The Trustees, who oversee the beloved and most highly rated agency in the District, did not seem concerned. Board President Antonio Williams said that he expected to be apprised further about the Chevy Chase situation at the January board meeting. Technically, DCPL and the Trustees have no say in ownership and land arrangements, which must be approved by the DC Council. But the Trustees are missing the point in this case — that a combined library and community center with housing above, for which they are developing the program, may not come to pass.
In Chevy Chase, the library land is part of a so-called civic core (with community center, recreational amenities, and park) all of which is proposed to be surplussed out of public ownership into private hands. Under those terms the library would become essentially a condo owned by the city, co-located with the community center in a larger housing and commercial building ala West End. (The West End library was closed for two months last year after flooding from a residential unit located above it, circumstances previously downplayed by Library Director Richard Reyes-Gavilan as a “leak.”)
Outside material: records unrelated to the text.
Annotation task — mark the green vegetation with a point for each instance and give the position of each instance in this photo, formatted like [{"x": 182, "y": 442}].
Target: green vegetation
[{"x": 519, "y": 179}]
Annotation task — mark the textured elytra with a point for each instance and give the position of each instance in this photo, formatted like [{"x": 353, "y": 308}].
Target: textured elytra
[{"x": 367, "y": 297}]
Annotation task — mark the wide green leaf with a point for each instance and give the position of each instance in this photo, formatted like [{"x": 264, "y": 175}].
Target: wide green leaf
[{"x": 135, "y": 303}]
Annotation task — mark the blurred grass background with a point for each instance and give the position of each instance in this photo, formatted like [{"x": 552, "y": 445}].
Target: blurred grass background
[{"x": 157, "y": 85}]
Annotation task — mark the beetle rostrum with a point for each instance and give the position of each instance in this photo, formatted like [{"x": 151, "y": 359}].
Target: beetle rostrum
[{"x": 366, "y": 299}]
The DC Office of Planning conducted a small area plan (SAP) approved in 2021, which also identified 8 “opportunity sites” for housing, but notably did not contain the word surplus, catching many residents unaware of the proposed land sale. And causing them to organize into a growing group of now 1500, Chevy Chase Voice, who support retaining the land for public use, and focusing on the SAP opportunity sites for housing. Some think the library facility, which was structurally engineered to have another story added, should be renovated as DCPL has done at Palisades and Capital View branches, which would also be the most environmentally correct approach, and could result in a substantially larger library rather than a slightly smaller new one as now proposed in a co-located facility DCPL as is now considering.